Afrique du Sud : des trains flambant neufs, mais des voies ferrées inutilisables
Les infrastructures ferroviaires sont à reconstruire en raison de vols de rails et de câbles qui ont atteint des sommets durant le confinement.
Immobilité forcée pour les "trains du peuple" sud-africains. Une cinquantaine de trains ultramodernes sortis de la nouvelle usine Gibela ("monte à bord" en langue zoulou) en banlieue Johannesburg ne peuvent pas rouler. Des rails, câbles en cuivre, et mêmes les briques des gares, ont été pillés durant le confinement lié à l'épidémie de Covid-19.
Des trains ultramodernes
Les premiers trains pendulaires sud-africains sont sortis d’une usine proche de Johannesburg. Ils sont le fruit d’une coopération industrielle entre l'entreprise sud-africaine Ubumbano et le groupe ferroviaire français Alstom.
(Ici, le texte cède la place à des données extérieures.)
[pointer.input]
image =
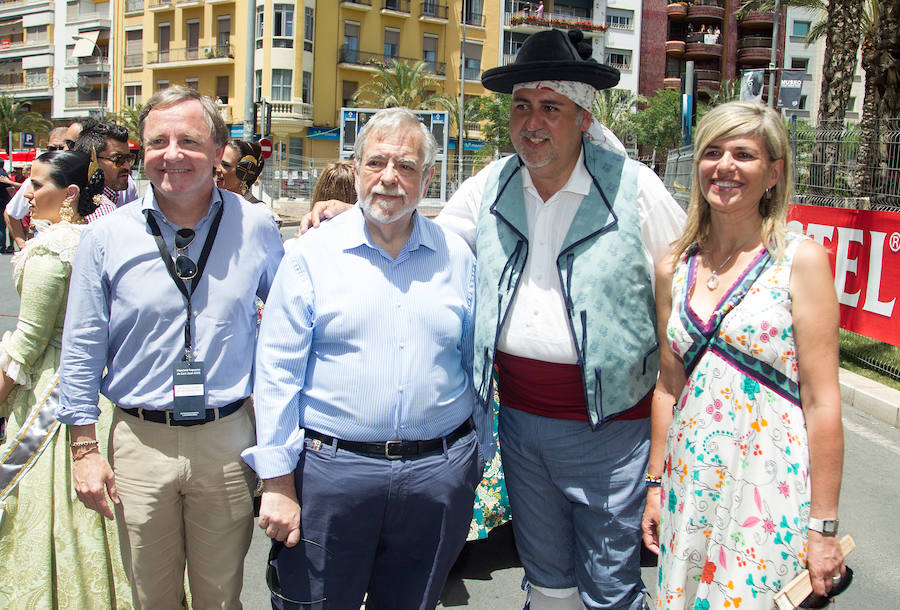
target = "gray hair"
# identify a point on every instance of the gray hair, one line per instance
(177, 94)
(391, 120)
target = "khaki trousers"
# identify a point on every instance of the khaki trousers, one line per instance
(185, 497)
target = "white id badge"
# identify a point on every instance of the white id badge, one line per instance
(190, 391)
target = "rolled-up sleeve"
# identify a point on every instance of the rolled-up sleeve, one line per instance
(85, 335)
(285, 339)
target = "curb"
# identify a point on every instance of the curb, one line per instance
(879, 401)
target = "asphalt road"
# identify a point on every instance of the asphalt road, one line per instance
(488, 576)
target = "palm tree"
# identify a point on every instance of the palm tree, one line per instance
(401, 84)
(613, 108)
(16, 117)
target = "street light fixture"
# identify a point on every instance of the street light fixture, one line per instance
(100, 58)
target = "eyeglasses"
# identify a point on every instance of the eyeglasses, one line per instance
(185, 268)
(120, 160)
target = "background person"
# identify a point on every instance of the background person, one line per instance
(53, 552)
(747, 435)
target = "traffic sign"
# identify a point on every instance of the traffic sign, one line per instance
(265, 145)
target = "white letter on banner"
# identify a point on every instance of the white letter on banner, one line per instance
(844, 265)
(873, 283)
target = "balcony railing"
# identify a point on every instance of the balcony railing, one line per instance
(376, 60)
(434, 10)
(550, 20)
(399, 6)
(221, 51)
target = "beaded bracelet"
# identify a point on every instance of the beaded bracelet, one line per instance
(81, 454)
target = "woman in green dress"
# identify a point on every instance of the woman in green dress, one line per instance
(54, 552)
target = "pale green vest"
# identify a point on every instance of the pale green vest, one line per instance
(603, 273)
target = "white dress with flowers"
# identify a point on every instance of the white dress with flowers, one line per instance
(735, 491)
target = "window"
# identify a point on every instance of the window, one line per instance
(351, 41)
(260, 10)
(309, 28)
(306, 87)
(281, 85)
(799, 63)
(619, 19)
(348, 88)
(473, 61)
(619, 58)
(222, 83)
(223, 37)
(132, 95)
(283, 26)
(801, 28)
(391, 42)
(134, 48)
(429, 52)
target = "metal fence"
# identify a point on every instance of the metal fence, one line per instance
(834, 165)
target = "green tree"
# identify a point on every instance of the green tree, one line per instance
(129, 118)
(614, 108)
(659, 123)
(402, 84)
(493, 113)
(15, 117)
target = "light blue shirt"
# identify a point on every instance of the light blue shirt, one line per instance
(126, 315)
(360, 346)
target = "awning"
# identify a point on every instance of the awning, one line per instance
(84, 44)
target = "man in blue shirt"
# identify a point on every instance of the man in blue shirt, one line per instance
(364, 401)
(163, 298)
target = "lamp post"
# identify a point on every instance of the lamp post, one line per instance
(100, 58)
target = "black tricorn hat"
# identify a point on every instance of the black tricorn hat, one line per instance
(552, 55)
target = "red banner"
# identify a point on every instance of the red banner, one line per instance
(864, 248)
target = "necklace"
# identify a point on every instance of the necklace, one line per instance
(713, 282)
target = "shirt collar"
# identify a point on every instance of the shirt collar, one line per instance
(149, 203)
(355, 234)
(579, 182)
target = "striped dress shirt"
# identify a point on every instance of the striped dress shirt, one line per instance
(363, 347)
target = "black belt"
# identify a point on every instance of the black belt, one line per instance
(165, 417)
(393, 450)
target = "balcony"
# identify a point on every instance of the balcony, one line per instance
(676, 11)
(395, 6)
(754, 50)
(701, 50)
(529, 24)
(373, 61)
(675, 48)
(758, 19)
(362, 5)
(433, 12)
(219, 54)
(706, 10)
(290, 113)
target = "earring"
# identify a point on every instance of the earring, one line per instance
(66, 213)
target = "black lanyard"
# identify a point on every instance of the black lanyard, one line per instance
(201, 265)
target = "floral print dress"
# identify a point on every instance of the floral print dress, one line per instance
(735, 490)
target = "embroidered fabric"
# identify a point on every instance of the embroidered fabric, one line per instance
(60, 238)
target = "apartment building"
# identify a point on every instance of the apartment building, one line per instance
(54, 55)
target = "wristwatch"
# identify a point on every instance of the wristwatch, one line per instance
(826, 527)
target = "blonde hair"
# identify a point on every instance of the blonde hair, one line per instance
(336, 182)
(739, 119)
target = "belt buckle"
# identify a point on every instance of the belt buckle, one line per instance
(387, 450)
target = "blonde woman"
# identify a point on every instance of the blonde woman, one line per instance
(747, 444)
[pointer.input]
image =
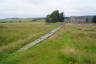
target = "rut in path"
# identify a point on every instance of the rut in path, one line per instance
(40, 39)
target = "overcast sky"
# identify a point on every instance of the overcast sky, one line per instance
(40, 8)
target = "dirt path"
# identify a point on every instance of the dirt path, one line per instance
(40, 39)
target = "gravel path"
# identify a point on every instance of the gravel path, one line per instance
(40, 39)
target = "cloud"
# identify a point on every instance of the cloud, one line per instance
(37, 8)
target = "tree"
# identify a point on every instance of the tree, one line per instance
(55, 16)
(94, 19)
(61, 18)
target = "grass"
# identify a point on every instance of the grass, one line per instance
(15, 35)
(15, 20)
(73, 44)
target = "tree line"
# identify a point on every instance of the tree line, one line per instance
(55, 16)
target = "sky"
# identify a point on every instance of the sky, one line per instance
(40, 8)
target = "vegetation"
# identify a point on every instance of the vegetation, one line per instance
(55, 17)
(15, 35)
(73, 44)
(94, 19)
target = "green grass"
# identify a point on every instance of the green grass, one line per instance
(73, 44)
(15, 35)
(15, 20)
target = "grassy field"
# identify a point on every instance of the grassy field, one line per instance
(73, 44)
(15, 35)
(15, 20)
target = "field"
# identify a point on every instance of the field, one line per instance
(73, 44)
(15, 35)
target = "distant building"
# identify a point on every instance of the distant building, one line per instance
(80, 19)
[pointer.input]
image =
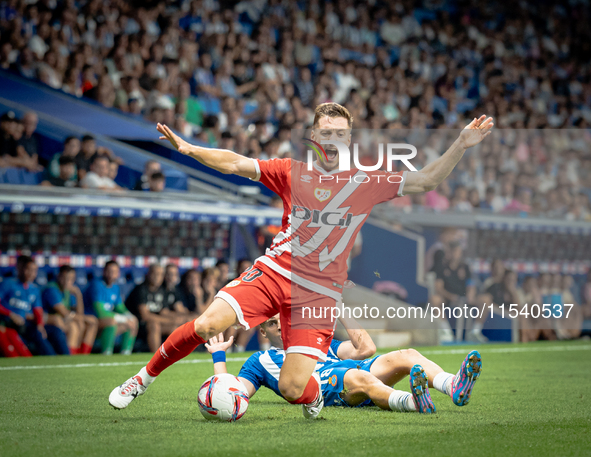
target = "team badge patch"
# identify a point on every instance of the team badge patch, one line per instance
(322, 194)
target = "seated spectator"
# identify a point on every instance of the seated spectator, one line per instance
(22, 332)
(28, 146)
(67, 169)
(62, 301)
(150, 167)
(98, 176)
(192, 292)
(148, 302)
(157, 182)
(71, 149)
(88, 152)
(103, 299)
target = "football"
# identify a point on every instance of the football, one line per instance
(223, 397)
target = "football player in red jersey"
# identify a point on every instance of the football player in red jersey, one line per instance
(305, 267)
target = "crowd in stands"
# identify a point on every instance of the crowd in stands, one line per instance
(456, 286)
(59, 318)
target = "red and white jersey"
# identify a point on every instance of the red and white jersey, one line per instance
(322, 215)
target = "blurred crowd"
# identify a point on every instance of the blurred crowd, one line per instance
(456, 285)
(60, 318)
(242, 75)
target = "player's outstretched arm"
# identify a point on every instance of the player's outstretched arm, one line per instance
(222, 160)
(360, 345)
(433, 174)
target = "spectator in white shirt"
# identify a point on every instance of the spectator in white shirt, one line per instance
(98, 177)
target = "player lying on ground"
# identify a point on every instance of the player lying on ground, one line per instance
(315, 277)
(353, 382)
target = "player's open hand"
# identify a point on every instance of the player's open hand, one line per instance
(476, 131)
(217, 343)
(177, 142)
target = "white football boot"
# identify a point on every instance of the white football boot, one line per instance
(123, 395)
(312, 410)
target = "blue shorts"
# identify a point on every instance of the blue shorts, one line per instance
(332, 380)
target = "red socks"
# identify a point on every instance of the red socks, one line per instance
(12, 345)
(178, 345)
(84, 349)
(310, 393)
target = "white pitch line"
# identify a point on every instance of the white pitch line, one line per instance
(112, 364)
(493, 350)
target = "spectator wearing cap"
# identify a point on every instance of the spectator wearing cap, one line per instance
(85, 158)
(67, 169)
(98, 176)
(71, 150)
(7, 142)
(150, 167)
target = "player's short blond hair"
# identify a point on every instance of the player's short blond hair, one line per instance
(332, 110)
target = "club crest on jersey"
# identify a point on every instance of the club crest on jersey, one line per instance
(322, 194)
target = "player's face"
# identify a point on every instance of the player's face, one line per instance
(28, 273)
(66, 280)
(273, 332)
(172, 276)
(111, 274)
(331, 129)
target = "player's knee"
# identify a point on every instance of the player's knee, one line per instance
(206, 327)
(291, 390)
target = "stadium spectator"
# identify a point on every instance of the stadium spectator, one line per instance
(67, 170)
(148, 301)
(193, 292)
(454, 286)
(157, 182)
(87, 154)
(102, 299)
(63, 303)
(98, 176)
(533, 329)
(7, 142)
(209, 282)
(150, 167)
(28, 146)
(22, 331)
(71, 149)
(174, 298)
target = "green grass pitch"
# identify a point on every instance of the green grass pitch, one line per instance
(530, 400)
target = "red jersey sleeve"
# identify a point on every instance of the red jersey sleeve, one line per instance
(386, 185)
(274, 174)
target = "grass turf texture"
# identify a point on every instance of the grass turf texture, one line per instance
(525, 403)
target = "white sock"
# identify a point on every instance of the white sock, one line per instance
(442, 382)
(146, 378)
(401, 401)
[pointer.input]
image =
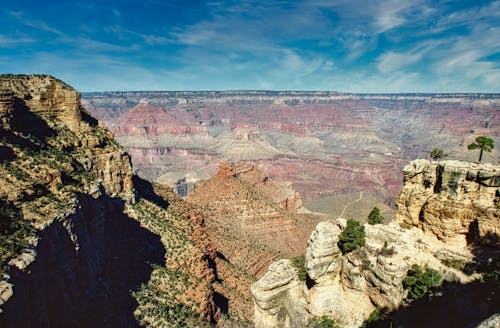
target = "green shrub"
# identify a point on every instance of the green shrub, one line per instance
(437, 154)
(374, 217)
(322, 322)
(352, 237)
(419, 281)
(376, 315)
(299, 262)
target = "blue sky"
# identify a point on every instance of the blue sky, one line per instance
(342, 45)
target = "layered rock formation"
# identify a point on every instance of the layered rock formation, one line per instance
(451, 199)
(355, 142)
(79, 232)
(348, 288)
(253, 221)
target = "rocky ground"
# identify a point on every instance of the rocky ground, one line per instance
(84, 242)
(448, 220)
(327, 144)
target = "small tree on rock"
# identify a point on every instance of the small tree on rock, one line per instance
(483, 144)
(375, 217)
(352, 237)
(437, 154)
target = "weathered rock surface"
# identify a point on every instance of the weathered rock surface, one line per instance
(83, 232)
(451, 199)
(355, 142)
(46, 95)
(348, 288)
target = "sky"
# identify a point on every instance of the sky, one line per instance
(378, 46)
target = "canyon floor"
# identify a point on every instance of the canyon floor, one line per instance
(343, 152)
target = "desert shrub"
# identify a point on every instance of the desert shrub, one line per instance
(299, 262)
(322, 322)
(352, 237)
(386, 250)
(374, 217)
(377, 315)
(419, 281)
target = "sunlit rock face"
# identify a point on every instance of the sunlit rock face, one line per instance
(443, 207)
(451, 199)
(326, 143)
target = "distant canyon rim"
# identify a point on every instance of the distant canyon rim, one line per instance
(342, 152)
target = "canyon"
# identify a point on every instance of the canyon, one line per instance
(334, 147)
(87, 240)
(448, 217)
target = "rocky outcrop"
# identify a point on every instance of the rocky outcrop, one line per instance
(84, 242)
(451, 199)
(46, 95)
(348, 288)
(353, 141)
(6, 106)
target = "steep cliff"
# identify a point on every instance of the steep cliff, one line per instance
(349, 287)
(253, 221)
(451, 199)
(353, 142)
(79, 232)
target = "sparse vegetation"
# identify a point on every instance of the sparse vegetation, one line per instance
(14, 233)
(375, 217)
(376, 315)
(483, 144)
(352, 237)
(299, 263)
(437, 154)
(454, 263)
(419, 281)
(322, 322)
(386, 250)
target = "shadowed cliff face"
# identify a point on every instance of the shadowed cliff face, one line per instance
(355, 143)
(449, 215)
(85, 269)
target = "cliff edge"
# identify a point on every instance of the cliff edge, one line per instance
(439, 203)
(83, 242)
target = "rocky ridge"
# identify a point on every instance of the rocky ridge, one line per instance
(451, 199)
(348, 288)
(350, 140)
(79, 232)
(253, 221)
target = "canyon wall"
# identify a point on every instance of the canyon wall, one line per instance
(439, 202)
(84, 242)
(331, 146)
(451, 199)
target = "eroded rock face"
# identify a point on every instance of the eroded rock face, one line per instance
(278, 298)
(322, 250)
(48, 96)
(439, 202)
(6, 105)
(451, 199)
(349, 287)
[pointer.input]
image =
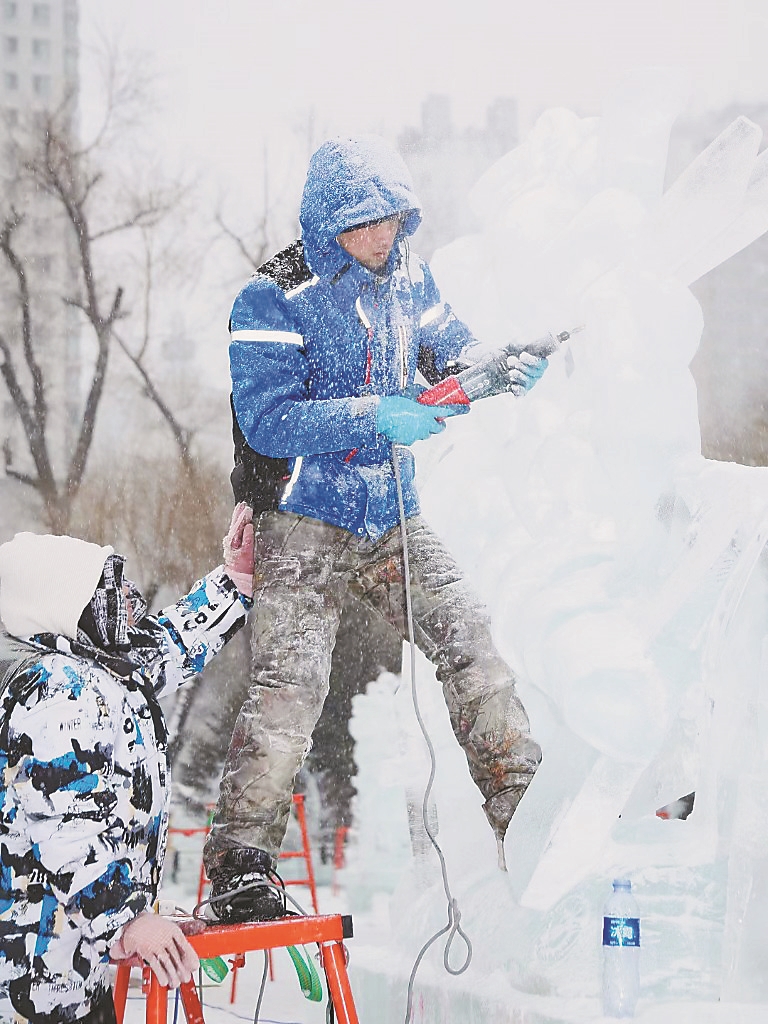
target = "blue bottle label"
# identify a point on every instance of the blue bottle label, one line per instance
(621, 931)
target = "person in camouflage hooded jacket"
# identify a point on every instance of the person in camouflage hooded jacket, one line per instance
(85, 780)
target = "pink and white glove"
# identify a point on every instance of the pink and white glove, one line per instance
(161, 944)
(239, 549)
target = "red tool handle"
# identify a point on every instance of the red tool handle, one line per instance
(448, 392)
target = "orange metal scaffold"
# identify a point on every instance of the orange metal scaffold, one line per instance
(329, 931)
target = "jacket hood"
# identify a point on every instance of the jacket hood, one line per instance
(349, 182)
(46, 582)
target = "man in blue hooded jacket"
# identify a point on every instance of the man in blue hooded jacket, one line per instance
(326, 342)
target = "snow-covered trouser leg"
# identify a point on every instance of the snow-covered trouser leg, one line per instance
(452, 628)
(297, 605)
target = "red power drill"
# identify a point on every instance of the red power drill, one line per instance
(491, 375)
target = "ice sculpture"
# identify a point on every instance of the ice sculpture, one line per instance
(624, 571)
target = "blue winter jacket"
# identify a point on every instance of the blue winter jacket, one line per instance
(316, 338)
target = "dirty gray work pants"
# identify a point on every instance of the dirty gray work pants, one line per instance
(304, 567)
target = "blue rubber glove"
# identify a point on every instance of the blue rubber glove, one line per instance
(524, 370)
(404, 421)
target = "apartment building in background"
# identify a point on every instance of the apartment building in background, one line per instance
(38, 74)
(446, 161)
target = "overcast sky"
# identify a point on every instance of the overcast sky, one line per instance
(236, 73)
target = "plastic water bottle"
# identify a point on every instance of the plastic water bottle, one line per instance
(621, 951)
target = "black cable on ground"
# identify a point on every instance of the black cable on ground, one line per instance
(453, 928)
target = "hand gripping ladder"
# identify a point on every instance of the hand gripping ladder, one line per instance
(328, 931)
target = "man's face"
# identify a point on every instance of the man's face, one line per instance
(371, 243)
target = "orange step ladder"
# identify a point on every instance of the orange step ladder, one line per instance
(328, 931)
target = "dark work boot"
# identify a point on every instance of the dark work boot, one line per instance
(245, 888)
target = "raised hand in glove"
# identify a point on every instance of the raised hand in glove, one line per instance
(404, 421)
(523, 371)
(161, 944)
(239, 549)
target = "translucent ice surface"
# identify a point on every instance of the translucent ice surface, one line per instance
(625, 573)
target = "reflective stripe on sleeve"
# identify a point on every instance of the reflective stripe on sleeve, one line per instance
(300, 288)
(294, 478)
(431, 314)
(279, 337)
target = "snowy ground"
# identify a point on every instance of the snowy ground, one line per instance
(379, 977)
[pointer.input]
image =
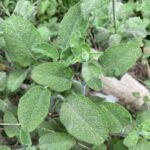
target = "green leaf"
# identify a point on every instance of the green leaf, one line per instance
(46, 50)
(100, 147)
(145, 8)
(117, 116)
(56, 141)
(91, 74)
(25, 138)
(118, 59)
(4, 148)
(33, 107)
(136, 27)
(25, 9)
(131, 139)
(54, 75)
(87, 6)
(14, 130)
(3, 105)
(79, 112)
(2, 81)
(15, 79)
(141, 145)
(20, 35)
(71, 22)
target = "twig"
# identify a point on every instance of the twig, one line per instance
(114, 15)
(9, 124)
(84, 146)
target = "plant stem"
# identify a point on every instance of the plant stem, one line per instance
(84, 146)
(9, 124)
(114, 15)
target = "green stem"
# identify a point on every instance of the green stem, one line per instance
(114, 15)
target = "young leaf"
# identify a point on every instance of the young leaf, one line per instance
(136, 27)
(78, 112)
(20, 35)
(131, 139)
(25, 138)
(87, 6)
(15, 80)
(14, 130)
(117, 116)
(91, 74)
(71, 22)
(4, 148)
(33, 107)
(54, 75)
(118, 59)
(46, 50)
(56, 141)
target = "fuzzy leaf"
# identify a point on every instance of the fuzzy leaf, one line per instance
(131, 139)
(71, 22)
(79, 112)
(15, 80)
(20, 35)
(91, 74)
(56, 141)
(46, 50)
(25, 138)
(54, 75)
(118, 59)
(117, 116)
(11, 131)
(33, 107)
(87, 6)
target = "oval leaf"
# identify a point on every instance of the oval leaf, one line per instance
(82, 119)
(20, 35)
(118, 59)
(71, 22)
(54, 75)
(15, 80)
(11, 131)
(33, 107)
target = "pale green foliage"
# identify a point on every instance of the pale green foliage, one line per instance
(33, 107)
(20, 35)
(78, 112)
(56, 141)
(13, 130)
(135, 27)
(46, 50)
(117, 117)
(25, 9)
(131, 139)
(91, 74)
(87, 6)
(118, 59)
(71, 22)
(54, 75)
(15, 79)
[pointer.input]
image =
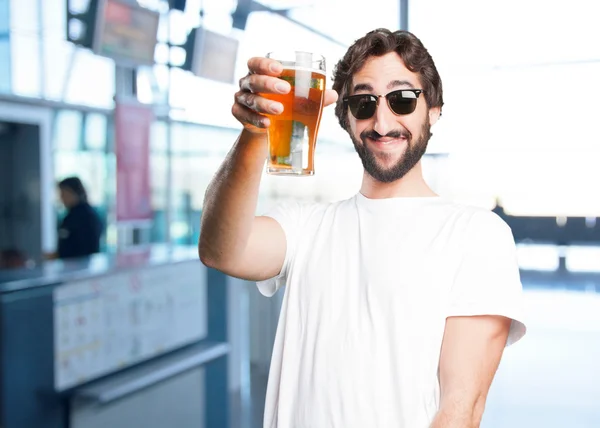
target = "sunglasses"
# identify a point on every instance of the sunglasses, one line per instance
(402, 101)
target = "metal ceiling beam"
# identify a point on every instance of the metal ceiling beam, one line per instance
(404, 15)
(245, 7)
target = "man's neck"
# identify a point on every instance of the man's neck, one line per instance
(411, 185)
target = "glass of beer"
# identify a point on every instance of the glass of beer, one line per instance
(292, 135)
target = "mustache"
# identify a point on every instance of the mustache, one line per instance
(374, 135)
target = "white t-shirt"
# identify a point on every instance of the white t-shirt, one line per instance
(369, 285)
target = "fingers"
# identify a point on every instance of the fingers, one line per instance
(266, 66)
(258, 83)
(331, 97)
(257, 103)
(249, 118)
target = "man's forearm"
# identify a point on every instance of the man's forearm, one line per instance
(453, 420)
(230, 201)
(459, 416)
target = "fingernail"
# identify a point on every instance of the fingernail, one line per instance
(276, 108)
(275, 67)
(282, 87)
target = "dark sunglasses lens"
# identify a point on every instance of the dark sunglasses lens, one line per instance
(362, 107)
(400, 104)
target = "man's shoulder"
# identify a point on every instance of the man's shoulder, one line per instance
(478, 220)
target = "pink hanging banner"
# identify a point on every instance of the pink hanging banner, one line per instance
(132, 141)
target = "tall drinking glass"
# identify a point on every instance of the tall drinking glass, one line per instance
(292, 134)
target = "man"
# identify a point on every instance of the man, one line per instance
(80, 231)
(398, 302)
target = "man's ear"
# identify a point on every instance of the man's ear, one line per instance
(434, 115)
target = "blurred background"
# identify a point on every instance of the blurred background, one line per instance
(134, 98)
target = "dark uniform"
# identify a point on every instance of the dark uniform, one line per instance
(79, 233)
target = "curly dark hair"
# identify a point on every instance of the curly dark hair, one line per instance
(378, 43)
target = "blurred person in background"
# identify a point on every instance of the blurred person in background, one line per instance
(11, 258)
(80, 231)
(398, 302)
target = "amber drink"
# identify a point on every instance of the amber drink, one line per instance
(292, 135)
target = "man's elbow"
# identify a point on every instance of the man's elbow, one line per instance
(461, 413)
(207, 255)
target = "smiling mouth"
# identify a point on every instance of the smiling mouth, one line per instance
(386, 141)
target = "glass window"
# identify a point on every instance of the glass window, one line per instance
(67, 130)
(25, 48)
(5, 78)
(26, 65)
(91, 80)
(95, 131)
(159, 179)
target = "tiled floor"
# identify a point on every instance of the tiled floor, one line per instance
(551, 379)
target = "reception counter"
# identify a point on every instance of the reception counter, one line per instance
(125, 340)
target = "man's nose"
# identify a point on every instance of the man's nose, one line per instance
(385, 119)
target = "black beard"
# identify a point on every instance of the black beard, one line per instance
(412, 155)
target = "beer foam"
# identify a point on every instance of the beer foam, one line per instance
(287, 66)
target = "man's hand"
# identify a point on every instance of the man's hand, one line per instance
(471, 352)
(249, 107)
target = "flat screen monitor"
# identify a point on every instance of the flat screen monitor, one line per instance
(126, 32)
(212, 55)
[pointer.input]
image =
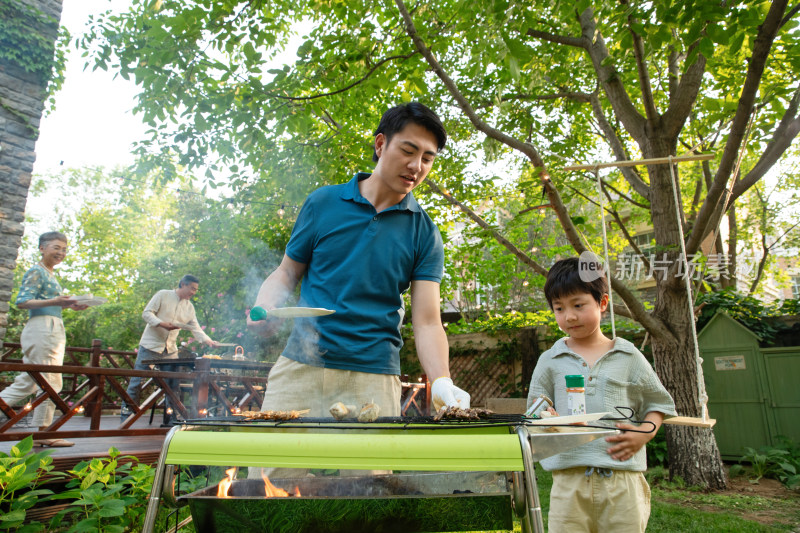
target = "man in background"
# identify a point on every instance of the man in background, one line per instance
(167, 312)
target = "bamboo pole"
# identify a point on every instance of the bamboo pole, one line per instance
(653, 161)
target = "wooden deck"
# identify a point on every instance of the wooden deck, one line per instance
(145, 447)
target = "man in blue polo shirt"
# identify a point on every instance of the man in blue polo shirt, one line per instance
(356, 248)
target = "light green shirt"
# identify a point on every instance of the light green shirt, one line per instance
(38, 283)
(167, 306)
(621, 377)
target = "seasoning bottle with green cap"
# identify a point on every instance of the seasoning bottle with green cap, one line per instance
(576, 395)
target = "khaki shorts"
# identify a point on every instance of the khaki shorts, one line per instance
(295, 386)
(598, 504)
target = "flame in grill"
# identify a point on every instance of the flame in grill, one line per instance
(225, 485)
(270, 490)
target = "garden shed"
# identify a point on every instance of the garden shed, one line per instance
(753, 391)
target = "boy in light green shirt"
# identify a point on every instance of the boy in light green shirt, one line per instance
(599, 486)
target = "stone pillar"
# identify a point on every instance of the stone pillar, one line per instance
(22, 96)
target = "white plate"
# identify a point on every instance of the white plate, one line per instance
(569, 419)
(88, 299)
(296, 312)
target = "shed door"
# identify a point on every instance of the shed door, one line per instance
(736, 399)
(783, 373)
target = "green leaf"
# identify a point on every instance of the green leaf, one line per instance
(13, 516)
(706, 48)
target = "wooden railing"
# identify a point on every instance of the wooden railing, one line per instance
(95, 384)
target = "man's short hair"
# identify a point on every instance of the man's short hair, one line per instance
(396, 118)
(563, 279)
(45, 238)
(188, 278)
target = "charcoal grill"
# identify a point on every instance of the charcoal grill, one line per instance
(448, 475)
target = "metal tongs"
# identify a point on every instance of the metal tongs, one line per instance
(597, 425)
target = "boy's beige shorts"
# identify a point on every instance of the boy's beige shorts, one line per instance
(598, 504)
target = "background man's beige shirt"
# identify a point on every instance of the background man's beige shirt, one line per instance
(166, 306)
L'histoire remonte à avril 2014. Prasa, l'agence publique chargée des transports de voyageurs en Afrique du Sud, commande à Alstom 600 trains de six voitures dernier cri, tout confort, avec wifi. Un méga contrat de 51 milliards de rands (3,1 milliards d'euros), auquel s'ajoute la maintenance du matériel pendant dix-neuf ans. "L'Afrique du Sud pourra désormais produire des trains ultramodernes localement et deviendra le centre d'excellence ferroviaire d'Alstom en Afrique", affirmait à l’époque Didier Pfleger, vice-président senior d'Alstom pour l'Afrique.
Mais des trains à l'arrêt
Aujourd’hui, des dizaines de trains rutilants attendent dans un entrepôt de Pretoria... d'être enfin mis sur les rails. Câbles arrachés, gares dépouillées... les chemins de fer sud-africains ont été pillés, mettant une bonne partie du trafic ferroviaire à l'arrêt. Le vide créé par le confinement imposé en avril 2020 pour lutter contre la pandémie de Covid-19 a laissé le champ libre aux vols à grande échelle, indique l'AFP.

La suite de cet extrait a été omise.